Oh, but he had loved her! He cast his mind back to that day at the park. Under the oak tree. His girl. His girl and her lightning kiss. As he propped its mouth wide open with his thumbs he thought of how she came back that day with the red bike, smiling. No little boy. No stabilisers. He outstretched its tongue on his fingers. He’d asked her where the kid went. She toyed with the bell on the red bike. He bowed his head, his mouth meeting the beast’s. Ding. He took the limp belt of flesh between his teeth and clamped down hard, gnawing and tugging.

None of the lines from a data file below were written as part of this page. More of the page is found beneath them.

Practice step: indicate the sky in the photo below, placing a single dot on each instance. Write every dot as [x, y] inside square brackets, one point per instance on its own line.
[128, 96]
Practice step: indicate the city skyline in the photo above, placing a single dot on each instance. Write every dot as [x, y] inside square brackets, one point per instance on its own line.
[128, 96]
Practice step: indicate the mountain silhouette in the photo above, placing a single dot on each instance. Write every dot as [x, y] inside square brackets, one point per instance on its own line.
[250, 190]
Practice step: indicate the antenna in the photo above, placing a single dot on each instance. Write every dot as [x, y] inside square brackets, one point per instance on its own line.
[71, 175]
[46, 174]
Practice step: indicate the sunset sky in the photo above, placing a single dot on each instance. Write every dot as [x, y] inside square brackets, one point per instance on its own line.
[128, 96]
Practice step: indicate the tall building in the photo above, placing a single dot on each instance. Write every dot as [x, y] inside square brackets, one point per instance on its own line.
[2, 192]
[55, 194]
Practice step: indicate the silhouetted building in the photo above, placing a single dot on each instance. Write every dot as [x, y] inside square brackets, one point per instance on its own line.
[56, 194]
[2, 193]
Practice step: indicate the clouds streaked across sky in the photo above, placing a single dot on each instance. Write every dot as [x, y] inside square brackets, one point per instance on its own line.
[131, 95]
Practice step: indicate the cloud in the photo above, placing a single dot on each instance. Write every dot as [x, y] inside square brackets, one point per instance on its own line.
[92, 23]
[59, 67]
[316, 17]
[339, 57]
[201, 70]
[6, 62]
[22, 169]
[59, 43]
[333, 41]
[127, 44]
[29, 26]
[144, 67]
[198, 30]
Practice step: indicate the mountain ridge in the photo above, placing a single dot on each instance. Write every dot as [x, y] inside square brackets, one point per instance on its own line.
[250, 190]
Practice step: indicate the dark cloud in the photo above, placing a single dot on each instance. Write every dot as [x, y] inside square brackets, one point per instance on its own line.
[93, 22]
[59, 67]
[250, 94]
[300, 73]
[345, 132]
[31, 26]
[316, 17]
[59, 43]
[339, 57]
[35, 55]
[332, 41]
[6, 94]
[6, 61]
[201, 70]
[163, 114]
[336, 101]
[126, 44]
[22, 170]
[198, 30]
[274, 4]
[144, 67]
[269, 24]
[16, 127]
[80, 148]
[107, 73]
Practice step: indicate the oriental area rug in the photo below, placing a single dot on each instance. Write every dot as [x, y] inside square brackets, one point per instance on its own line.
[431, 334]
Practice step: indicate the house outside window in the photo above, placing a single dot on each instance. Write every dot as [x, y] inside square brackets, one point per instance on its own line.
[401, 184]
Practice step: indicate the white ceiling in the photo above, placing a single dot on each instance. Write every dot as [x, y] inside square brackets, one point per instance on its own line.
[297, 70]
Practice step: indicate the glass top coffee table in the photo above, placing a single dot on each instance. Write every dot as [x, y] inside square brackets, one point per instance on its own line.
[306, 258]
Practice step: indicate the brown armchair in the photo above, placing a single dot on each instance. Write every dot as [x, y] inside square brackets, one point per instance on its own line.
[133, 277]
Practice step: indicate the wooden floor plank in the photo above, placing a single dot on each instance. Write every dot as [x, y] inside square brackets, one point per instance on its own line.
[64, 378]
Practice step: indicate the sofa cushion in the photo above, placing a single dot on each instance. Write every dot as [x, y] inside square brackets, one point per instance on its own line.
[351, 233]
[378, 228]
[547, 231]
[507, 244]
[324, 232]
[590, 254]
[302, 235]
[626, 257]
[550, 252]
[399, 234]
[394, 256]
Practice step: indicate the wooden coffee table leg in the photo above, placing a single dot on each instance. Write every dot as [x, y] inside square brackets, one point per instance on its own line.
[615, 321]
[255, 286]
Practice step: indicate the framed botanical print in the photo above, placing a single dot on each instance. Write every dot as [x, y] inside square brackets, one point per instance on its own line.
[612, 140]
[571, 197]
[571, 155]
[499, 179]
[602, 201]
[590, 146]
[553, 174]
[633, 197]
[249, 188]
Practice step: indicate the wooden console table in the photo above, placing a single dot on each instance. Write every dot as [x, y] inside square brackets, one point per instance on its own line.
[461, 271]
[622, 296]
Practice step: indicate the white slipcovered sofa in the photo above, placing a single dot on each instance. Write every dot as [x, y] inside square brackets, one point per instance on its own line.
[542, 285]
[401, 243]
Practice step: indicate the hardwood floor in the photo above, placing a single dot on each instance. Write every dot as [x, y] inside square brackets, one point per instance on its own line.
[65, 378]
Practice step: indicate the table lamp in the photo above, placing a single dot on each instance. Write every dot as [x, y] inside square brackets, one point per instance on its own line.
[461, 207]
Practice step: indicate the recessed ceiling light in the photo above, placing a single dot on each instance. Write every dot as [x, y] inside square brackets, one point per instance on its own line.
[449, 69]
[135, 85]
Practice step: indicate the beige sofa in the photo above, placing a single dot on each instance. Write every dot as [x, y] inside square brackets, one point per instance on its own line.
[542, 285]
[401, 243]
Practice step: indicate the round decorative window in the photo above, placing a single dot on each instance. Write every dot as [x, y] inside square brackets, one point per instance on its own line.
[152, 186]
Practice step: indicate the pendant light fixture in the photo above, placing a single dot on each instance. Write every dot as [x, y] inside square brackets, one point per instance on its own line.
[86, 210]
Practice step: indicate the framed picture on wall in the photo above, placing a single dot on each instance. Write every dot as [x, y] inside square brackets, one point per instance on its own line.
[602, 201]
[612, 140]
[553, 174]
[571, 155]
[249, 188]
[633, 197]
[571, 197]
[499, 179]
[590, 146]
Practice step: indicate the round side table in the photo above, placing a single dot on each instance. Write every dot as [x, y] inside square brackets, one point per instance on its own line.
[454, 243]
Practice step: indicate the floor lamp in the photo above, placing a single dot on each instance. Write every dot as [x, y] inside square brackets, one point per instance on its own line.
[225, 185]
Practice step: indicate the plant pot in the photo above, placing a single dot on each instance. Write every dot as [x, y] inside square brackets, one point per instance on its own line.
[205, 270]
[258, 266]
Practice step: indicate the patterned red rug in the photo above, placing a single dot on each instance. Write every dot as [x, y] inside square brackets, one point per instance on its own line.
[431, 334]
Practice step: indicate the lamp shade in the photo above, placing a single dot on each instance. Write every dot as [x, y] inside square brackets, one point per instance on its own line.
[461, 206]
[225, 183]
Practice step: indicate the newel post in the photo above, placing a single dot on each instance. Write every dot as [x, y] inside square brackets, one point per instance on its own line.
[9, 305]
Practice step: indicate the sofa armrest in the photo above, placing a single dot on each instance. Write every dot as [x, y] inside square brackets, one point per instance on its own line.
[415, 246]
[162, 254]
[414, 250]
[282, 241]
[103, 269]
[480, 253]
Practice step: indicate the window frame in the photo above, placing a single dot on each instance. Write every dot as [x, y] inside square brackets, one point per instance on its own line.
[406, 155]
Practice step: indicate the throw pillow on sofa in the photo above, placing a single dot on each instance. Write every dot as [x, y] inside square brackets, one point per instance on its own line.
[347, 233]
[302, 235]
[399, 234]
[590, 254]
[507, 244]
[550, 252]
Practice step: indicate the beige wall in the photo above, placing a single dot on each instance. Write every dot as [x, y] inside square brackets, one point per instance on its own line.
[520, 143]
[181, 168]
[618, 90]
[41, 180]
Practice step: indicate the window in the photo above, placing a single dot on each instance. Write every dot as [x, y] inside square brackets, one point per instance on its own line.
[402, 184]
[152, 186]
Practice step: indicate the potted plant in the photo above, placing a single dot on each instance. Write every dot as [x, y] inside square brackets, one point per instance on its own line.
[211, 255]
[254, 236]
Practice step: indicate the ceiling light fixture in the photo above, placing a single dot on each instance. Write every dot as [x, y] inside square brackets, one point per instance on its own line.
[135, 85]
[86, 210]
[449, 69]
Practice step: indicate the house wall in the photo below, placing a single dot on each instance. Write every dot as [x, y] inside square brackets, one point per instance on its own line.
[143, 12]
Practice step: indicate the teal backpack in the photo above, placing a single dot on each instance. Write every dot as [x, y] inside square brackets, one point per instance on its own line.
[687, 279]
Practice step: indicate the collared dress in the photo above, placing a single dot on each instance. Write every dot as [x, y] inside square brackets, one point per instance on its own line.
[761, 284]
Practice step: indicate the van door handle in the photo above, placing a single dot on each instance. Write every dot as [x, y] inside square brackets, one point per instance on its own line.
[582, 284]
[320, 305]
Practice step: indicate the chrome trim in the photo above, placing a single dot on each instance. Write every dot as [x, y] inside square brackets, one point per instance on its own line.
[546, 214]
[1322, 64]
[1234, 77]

A well of rich fluid cascaded from the puncture he created, fashioning a dark ring around his mouth, the excess trickling down his chin. All at once he felt replenished and absolved of the sweltering temperature that had been consuming him. He felt cool. His skin and body and soul anew. He repeated the action; gnawing and tugging, falling into a perfect rhythm, gnawing and tugging, until the organ tore completely free. It felt like sacrilege. But it only took a few gulps to go down. He could feel it brewing in his chest, restoring his broken heart.